Llegaron a la carnicería y de allí de vuelta a la casa, donde Martín y Valeria estaban en la misma posición que cuando ellos se habían ido, para desilucion de Maria.
Las chicas y Martín cocinaron, hablaron, comieron, rieron y mas, en cambio La Muerte solo se quedo sentado, en el almuerzo apenas probo la comida. Al terminar, Martín y Valeria siguieron hablando otro rato mas, Maria fue a lavar los platos y La Muerte siguió ahí, en el mismo lugar, mirando el viejo reloj colgado en la pared, mirando los minutos pasar, esperando que toda esa perdida de tiempo termine lo antes posible. Con demasiadas ansias, se levanto de la mesa pidiendo permiso para salir afuera a tomar algo de aire.
Martín lo miro de forma muy extraña, en el fondo sabia que era lo que le sucedía tal como sabia que no era discutible lo que debería estar haciendo.
Valeria: -estas bien?-
Martín: -que? si... es solo que recordé que tenia algo importante que hacer hoy-
Valeria: -de verdad?- *mirando hacia la puerta de entrada donde acababa de salir La Muerte* -tiene que ver con él, no?-
Martín: -si, algo así... discúlpame pero...-
Valeria: -no pienses mal de mi Martin, pero ese chico me da mala espina-
Martín: -que? por que decís eso?-
Valeria: -no lo se, su vestimenta, su actitud y forma de ser... desde cuando te juntas con esa clase de personas Martín?-
Martín: -que queres decir?-
Valeria: -me recuerda a Gustavo, alguien extraño con quien vos te juntaste-
Martín: -queres acusarme de algo? te aseguro que Eduardo y Gustavo son muy diferentes, Él es un amigo que esta de visita por la muerte de mi mamá y el otro es un tarado que solo Dios sabe donde esta!-
Valeria: -Martín, tranquilo, no quería...-
Martín: -no! esta bien, dejemoslo así...- *se levanta de su silla* -perdón pero de verdad tengo que irme-
Martín se dirije hacia la puerta de entrada y antes de salir le habla a su hermana.

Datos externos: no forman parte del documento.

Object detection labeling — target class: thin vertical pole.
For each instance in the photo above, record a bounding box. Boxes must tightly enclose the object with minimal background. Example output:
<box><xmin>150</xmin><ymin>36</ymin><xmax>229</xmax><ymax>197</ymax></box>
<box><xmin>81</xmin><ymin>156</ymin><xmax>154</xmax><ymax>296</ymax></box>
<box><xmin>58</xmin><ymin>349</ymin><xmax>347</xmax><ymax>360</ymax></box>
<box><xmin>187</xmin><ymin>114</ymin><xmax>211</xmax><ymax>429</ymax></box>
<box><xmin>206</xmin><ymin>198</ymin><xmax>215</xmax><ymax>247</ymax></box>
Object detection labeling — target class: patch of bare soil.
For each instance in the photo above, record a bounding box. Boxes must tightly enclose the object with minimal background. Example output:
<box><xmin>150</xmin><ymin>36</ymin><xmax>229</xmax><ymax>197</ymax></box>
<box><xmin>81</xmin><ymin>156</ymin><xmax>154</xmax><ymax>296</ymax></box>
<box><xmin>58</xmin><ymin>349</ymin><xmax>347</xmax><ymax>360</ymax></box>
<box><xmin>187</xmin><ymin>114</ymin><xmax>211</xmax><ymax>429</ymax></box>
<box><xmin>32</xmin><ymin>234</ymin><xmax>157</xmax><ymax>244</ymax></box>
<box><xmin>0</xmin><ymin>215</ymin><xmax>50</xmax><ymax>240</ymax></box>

Martín: -Maria! tengo que irme! voy a tratar de volver lo antes posible pero aun así no me esperes!-
Maria: *saliendo de la cocina* -que? Valeria también va con vos?-
Martín: -no, nos vemos-
Martín sale de la casa y cierra la puerta con un pequeño golpe. Valeria aun estaba sentada mirando por donde se había marchado el joven y pensando en aquella reacción que su amigo había tenido. Tal ves había sido muy dura con sus palabras, pero aun así no podía dejar de pensar que la situación era muy extraña.
Maria: *acercándose a ella* -sucedió algo?-
Valeria: -no, no te preocupes... Mari, te molesta si hablamos un momento?-
La Muerte estaba parado a unos cuantos metros de la casa de Martín con los ojos cerrados, parecía que estaba sintiendo el aire correr por su piel hasta que él muchacho llego por detrás sacándolo de sus pensamientos.
Martín: -perdón por la demora-
Muerte: -lamento la discucion que tuviste con tu amiga-
Martín: -no es nada-
Muerte: -igual lo lamento... pero tenemos cosas importantes que hacer ahora, vamos...-
A pesar de estar ansioso por ir a buscar a Gustavo, muy en el fondo sabia lo difícil que esto es para Martín, mas aun por no entender ni la mitad de lo que en verdad sucede.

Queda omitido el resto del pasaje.